All we like sheep have gone astray;
We have turned, every one, to his own way;
And the LORD has laid on Him the iniquity of us all.
He was oppressed and He was afflicted, Yet He opened not His mouth;
He was led as a lamb to the slaughter,
And as a sheep before its shearers is silent,
So He opened not His mouth.”
Isaiah 53:5-7 (NKJV)
But His second coming will be totally opposite.
When our Lord returns, He will come in awesome power and unspeakable glory.
The first task of which will be the total destruction of the armies of the Antichrist assembled in the Valley of Armageddon.
Immediately thereafter, He will assume His rightful place on the throne of David from which He will rule the world in truth and justice for one thousand years.
Let us give some thought as to how the donkey depicts the circumstances that prevailed during His first coming and how the horse depicts the circumstances that will prevail at His second coming.
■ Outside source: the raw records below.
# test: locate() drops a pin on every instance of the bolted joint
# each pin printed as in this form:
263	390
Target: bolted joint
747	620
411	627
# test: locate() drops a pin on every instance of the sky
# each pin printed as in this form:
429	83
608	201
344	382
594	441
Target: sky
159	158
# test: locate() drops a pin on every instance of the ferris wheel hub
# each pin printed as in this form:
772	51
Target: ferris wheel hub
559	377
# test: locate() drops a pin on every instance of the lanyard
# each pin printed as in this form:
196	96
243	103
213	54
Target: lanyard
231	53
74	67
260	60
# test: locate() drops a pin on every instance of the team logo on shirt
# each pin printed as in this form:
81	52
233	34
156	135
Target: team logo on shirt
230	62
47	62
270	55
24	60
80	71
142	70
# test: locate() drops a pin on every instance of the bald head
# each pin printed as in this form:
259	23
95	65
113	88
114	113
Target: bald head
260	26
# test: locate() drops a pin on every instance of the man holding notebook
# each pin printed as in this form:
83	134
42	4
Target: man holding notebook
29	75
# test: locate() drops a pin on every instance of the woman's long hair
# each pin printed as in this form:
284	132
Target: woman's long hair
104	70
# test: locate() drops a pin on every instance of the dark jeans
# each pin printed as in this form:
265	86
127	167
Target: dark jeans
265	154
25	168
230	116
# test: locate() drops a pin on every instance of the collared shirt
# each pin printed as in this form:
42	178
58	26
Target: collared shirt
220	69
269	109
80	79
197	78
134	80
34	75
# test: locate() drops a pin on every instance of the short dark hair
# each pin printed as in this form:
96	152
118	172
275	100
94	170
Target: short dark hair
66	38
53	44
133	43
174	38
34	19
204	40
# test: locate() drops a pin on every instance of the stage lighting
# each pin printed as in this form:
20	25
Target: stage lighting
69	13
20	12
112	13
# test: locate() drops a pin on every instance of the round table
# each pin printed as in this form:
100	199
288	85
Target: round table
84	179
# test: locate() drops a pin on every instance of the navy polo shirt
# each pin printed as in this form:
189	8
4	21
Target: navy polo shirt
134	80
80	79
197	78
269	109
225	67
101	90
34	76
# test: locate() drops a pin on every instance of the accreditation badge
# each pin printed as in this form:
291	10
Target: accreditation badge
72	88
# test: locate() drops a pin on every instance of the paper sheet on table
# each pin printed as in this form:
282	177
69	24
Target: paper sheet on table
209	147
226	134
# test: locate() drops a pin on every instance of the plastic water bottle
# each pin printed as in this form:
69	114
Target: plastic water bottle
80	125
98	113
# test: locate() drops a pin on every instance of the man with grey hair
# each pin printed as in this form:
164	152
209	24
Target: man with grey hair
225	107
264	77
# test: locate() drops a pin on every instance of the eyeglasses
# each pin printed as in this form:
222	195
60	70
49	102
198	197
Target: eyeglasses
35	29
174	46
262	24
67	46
The donkey symbolizes the first coming of Christ!
The donkey suggests humility and was often the object of ridicule.
2. Regarding humility, our Lord said:
“Take My yoke upon you and learn from Me, for I am meek and lowly in heart…” Matthew 11:29.
3. Regarding ridicule:
“Now the men who held Jesus mocked Him and beat Him…And many other things they blasphemously spoke against Him.” Luke 22:63,65.
In Bible times, the donkey was ridden by kings to convey the message of “peace”.
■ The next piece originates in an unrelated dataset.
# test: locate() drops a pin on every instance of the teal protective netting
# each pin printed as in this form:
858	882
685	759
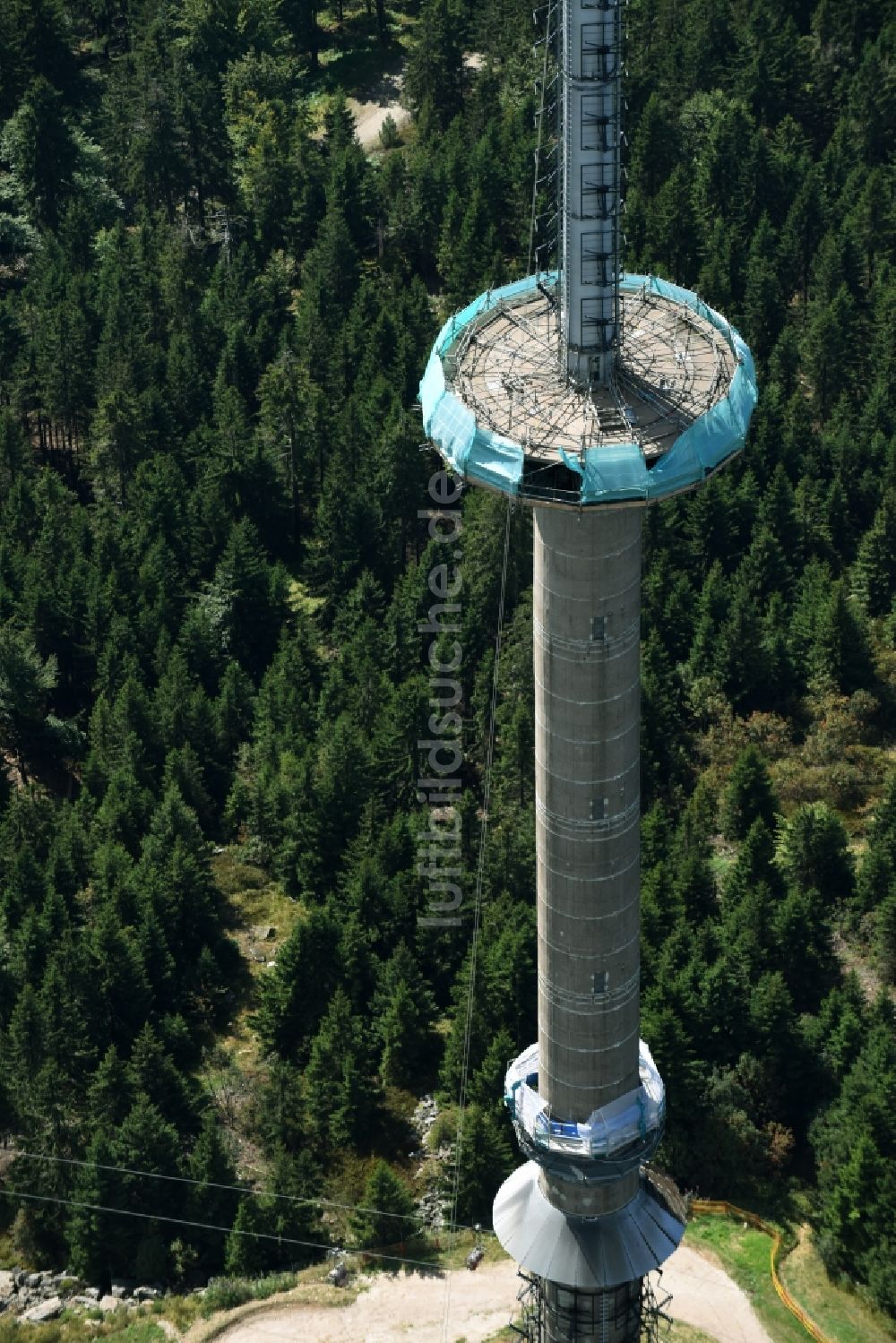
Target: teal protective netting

Thus the prophecy of Zechariah 9:9 is beautifully fulfilled in Jesus, which reads:
"Rejoice greatly, O daughter of Zion! Shout, O daughter of Jerusalem! Behold, your King is coming to you;
He is just and having salvation, Lowly and riding on a donkey, A colt, the foal of a donkey.” Zechariah 9:9 (NKJV)
4. The Lord is Our Peace:
“For He Himself is our peace, who has made both one, and has broken down the middle wall of separation, having abolished in His flesh the enmity, that is, the law of commandments contained in ordinances, so as to create in Himself one new man from the two, thus making peace, and that He might reconcile them both to God in one body through the cross, thereby putting to death the enmity.